Monday, January 28, 2013

What Is the Right Size for a Store?

A local independent bookstore, Chester County Book Co., closed this weekend with a plan of reopening elsewhere later this year.

This is not just another story about a bookstore closing. It is also about a store seeking the right scale of operations. The store has been in business for 31 years, most of that in a shopping center. There, without moving from the space it was in, it expanded several times and contracted at least once. It added on a record store and a restaurant. In the end, it was all too much, and when the bookstore reopens, it will be at a much smaller location.

There is a trend toward larger, less crowded retail stores in suburban and city-edge settings, and not always for the right reasons. Part of it is that there is so much retail space available. It is a truism in retail space management that a shopping center should not be half empty, but with so much retail space and so few stores, it is not easy to keep a shopping center fully occupied. One of the strategies shopping center managers have employed is to encourage their existing tenants to expand into the vacant space around them. Sometimes this works, but sometimes, as the Chester County Book Co. story shows, you can lose a tenant this way.

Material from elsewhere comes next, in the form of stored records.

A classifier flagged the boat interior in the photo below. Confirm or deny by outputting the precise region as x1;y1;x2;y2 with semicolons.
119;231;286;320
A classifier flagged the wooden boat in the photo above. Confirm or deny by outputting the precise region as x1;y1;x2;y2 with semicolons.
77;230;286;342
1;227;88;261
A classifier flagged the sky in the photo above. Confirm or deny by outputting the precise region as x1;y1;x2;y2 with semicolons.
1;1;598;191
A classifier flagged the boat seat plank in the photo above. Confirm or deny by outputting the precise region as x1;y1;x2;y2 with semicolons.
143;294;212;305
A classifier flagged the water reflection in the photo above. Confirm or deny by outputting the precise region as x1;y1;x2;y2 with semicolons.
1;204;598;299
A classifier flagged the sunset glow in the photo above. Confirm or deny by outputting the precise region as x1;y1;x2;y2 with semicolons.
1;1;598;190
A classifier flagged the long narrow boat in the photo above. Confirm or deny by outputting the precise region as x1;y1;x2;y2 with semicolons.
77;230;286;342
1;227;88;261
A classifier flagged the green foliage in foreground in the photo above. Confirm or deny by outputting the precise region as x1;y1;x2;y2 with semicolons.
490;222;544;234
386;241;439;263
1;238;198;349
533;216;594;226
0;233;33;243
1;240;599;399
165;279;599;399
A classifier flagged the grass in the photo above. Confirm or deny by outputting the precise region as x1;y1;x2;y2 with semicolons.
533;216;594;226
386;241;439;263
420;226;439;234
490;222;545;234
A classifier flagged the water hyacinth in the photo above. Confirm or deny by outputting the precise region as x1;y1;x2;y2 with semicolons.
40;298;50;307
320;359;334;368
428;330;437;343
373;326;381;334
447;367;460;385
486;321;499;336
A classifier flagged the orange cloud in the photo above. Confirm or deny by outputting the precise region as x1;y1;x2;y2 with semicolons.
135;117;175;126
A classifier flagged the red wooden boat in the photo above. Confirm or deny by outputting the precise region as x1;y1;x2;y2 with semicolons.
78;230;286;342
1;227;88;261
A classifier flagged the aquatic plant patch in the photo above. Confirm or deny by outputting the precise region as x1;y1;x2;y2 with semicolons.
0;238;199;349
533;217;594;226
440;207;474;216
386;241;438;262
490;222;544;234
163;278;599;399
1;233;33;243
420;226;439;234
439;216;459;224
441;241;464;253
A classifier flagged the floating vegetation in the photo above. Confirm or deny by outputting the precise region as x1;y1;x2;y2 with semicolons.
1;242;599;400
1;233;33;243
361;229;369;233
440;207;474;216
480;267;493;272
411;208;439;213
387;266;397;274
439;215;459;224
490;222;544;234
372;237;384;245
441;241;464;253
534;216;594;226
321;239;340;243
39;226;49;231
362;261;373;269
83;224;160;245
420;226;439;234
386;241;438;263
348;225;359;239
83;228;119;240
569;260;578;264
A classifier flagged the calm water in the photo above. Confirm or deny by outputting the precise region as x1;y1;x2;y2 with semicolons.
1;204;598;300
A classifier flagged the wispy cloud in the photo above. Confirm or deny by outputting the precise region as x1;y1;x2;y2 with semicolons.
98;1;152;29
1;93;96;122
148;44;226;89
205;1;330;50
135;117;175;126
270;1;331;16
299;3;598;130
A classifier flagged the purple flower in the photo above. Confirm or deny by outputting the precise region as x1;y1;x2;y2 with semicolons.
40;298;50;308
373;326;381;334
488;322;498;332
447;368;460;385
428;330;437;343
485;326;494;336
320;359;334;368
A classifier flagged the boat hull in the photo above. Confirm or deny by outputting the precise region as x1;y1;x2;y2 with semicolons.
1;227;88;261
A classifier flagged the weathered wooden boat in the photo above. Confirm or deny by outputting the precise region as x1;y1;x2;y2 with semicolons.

Larger stores are, in theory at least, a good thing for shoppers. A larger store may allow for a more logical arrangement of merchandise and more space to move around, and this can save time. For the retailer, though, it costs more to operate a larger store, and especially these days, the increased rent may not be the largest expense. Energy costs for lighting and heating can be a larger expense. Depending on the store layout, a larger sales staff may be needed. This not only implies a larger payroll but perhaps also a less knowledgeable staff, on average.

In the end, store sizes will depend on how shoppers react. Recently I have seen a couple of stores expand and then close, which shows that a larger store space can sometimes actually hurt sales. In general shoppers spend more time in a larger store, but does this mean they will visit less often to save time? Retailers are taking chances with store sizes and it will not always work out well. My hope is that the trend toward larger stores does not lead investors to speculate in new retail buildings in already overbuilt areas. The trend toward larger stores could reverse, if there are more cases like the current one, and this could happen in less time than it takes to build a new shopping center.